Our earliest poems are those early stars. As we write more, we grow as writers, we see the failures and shortcomings in this work until they vanish, replaced by stronger material, heavier metals, our strengths and skills honed, our use of technique more effective. Those are the heavier elements made from the explosion of our work, the fusion reactor of our poems, in which we combine various elements of craft.

Inertia, momentum, and friction
The line in poetry, its rhythm (both in traditional verse and free verse), is the source of momentum. Assuming the line had no break (ala the paragraph) we can say that it would be subject to inertia: it would go and go. Friction is the force of the line break and caesura on the poetic line.

M Theory
“According to Witten, M should stand for ‘magic,’ ‘mystery,’ or ‘membrane.’” The poem is a multidimensional membrane, giving, elastic, but finite.

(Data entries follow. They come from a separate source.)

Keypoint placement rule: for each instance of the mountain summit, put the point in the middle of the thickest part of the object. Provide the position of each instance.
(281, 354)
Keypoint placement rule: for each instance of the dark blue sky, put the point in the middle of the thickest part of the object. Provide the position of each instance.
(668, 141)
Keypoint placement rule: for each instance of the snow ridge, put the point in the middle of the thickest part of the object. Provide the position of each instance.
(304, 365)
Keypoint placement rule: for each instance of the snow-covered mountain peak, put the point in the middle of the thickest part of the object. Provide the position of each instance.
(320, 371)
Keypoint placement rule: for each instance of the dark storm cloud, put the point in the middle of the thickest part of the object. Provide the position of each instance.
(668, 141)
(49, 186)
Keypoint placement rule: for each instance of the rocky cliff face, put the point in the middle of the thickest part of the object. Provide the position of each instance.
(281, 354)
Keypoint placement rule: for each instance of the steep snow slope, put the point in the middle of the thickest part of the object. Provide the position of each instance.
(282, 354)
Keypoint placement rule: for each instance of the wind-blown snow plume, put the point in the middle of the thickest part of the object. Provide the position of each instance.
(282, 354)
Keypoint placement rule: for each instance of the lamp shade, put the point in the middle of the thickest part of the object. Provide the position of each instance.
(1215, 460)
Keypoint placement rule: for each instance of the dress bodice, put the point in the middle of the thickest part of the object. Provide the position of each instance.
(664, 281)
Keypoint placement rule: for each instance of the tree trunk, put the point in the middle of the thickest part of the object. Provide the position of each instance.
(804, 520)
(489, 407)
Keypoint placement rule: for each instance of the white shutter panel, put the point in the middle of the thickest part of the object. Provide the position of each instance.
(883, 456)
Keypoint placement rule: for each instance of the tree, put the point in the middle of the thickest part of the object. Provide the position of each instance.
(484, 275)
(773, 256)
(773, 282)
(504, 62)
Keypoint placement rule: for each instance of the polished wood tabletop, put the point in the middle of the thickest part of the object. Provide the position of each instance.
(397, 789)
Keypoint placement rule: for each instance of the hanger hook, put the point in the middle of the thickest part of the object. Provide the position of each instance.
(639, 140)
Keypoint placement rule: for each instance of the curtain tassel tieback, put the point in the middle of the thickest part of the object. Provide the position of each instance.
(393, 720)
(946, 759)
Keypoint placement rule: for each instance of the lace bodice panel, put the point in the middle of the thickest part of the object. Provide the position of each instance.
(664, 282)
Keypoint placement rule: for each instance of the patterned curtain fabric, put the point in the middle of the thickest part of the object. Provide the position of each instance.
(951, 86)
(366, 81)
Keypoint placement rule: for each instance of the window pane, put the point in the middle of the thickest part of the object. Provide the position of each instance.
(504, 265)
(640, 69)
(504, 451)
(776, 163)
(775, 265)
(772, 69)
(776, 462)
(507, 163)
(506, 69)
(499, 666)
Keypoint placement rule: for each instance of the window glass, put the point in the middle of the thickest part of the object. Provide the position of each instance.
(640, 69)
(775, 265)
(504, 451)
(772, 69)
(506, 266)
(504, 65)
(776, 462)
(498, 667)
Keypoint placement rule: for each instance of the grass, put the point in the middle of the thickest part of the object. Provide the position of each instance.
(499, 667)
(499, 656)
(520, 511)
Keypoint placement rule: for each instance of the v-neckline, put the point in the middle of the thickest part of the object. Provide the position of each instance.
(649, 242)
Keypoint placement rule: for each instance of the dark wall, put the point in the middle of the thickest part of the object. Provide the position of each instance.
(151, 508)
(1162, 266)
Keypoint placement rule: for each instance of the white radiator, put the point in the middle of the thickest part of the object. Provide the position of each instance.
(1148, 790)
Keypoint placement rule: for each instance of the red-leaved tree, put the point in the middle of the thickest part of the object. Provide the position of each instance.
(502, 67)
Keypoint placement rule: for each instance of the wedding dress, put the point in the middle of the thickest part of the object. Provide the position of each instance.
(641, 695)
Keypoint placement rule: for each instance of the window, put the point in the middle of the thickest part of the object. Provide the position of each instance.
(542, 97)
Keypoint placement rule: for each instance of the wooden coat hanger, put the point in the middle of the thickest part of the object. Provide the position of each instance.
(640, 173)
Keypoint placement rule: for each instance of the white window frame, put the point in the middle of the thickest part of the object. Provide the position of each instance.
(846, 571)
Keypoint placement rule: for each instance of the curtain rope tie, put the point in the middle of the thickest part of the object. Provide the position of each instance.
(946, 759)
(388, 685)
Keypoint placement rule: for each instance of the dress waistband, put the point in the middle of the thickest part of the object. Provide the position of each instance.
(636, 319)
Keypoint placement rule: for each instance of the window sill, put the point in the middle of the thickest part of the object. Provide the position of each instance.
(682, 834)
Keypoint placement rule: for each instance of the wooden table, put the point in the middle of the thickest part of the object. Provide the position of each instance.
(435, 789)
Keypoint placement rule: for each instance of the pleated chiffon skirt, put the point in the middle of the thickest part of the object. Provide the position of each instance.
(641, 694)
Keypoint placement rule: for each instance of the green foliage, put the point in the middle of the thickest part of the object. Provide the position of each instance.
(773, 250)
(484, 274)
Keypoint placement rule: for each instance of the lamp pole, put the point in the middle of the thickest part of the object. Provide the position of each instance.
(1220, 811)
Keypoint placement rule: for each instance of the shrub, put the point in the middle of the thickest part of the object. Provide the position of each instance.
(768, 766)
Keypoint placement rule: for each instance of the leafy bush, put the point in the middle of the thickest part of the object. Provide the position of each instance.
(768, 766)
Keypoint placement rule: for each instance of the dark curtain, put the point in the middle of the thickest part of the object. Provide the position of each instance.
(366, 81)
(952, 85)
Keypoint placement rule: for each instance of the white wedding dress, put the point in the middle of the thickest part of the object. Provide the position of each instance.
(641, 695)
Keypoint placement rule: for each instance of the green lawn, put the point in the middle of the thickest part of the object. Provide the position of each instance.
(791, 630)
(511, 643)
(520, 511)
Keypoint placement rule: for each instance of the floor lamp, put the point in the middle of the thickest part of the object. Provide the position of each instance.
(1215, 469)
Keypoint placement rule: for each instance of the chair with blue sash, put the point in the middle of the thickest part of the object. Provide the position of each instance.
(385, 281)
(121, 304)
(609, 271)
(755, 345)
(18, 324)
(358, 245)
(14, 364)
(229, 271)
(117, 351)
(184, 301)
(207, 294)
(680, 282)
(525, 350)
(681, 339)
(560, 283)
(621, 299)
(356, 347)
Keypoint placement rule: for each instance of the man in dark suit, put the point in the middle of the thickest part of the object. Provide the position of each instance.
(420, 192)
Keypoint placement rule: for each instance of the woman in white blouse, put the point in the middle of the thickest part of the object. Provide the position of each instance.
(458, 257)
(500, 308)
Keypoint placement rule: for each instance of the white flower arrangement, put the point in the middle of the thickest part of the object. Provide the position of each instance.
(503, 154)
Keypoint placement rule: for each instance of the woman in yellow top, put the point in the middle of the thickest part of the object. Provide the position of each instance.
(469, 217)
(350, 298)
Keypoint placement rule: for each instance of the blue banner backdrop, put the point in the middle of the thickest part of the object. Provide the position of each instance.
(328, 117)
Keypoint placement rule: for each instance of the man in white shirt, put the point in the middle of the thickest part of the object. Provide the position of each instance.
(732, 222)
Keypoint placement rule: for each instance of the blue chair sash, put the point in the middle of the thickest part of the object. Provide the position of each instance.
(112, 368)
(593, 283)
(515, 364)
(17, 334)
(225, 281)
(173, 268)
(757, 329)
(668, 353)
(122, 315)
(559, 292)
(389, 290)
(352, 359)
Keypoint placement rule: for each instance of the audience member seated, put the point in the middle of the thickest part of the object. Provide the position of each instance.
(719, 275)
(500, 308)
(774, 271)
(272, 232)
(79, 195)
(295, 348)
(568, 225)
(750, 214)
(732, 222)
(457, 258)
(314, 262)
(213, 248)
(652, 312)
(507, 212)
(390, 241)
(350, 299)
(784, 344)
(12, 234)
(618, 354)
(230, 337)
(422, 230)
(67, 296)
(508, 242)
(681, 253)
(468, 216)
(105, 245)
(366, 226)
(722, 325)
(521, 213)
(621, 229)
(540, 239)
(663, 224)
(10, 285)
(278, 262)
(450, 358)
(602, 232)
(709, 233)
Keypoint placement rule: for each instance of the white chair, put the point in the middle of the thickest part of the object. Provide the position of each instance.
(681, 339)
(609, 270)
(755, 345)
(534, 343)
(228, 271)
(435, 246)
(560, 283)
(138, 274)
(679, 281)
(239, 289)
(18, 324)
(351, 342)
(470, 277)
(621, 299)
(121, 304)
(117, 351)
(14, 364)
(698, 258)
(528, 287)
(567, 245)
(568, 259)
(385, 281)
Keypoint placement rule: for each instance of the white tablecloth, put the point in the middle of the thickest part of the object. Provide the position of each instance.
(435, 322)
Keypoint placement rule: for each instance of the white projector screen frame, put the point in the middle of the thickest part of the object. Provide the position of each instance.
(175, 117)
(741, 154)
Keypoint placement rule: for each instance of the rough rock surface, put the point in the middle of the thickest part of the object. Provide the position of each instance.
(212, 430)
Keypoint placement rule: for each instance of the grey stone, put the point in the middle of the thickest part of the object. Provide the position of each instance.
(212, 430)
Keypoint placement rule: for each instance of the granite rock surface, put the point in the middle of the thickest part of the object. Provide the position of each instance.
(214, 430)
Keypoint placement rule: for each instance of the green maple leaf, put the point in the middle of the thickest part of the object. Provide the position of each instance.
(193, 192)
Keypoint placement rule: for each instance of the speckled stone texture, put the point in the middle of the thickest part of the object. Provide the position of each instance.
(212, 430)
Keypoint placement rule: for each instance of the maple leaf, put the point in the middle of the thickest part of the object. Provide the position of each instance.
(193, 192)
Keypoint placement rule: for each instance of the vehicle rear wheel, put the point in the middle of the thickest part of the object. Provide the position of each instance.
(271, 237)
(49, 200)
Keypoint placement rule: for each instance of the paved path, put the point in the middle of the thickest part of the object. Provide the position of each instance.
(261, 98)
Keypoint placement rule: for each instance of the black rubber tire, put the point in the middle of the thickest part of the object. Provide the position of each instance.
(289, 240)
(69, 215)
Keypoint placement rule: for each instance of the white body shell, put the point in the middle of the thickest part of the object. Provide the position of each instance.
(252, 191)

The best ones are full of mystery and magic; they are enigmatic and revelatory.

Some items can be seen as having contradictory and mutually exclusive properties: light, for example, is simultaneously a particle and a wave. The poem exists this way: both visual and aural (oral), both line and sentence, and (see above) enigma and revelation.

In physics entropy works as a measure of the disorder of a system and its constituent molecules. Every poem ought to have a little entropy, a frictional force disordering and energizing the constituent parts (consider the sonnets of Hopkins, how they explode the form, the rhymes of Dickinson, a good trochaic inversion in blank verse). Managing entropy is a way of creating formal energy.

God Particles
In the end, we’re talking about poems. They’re chock full of god particles.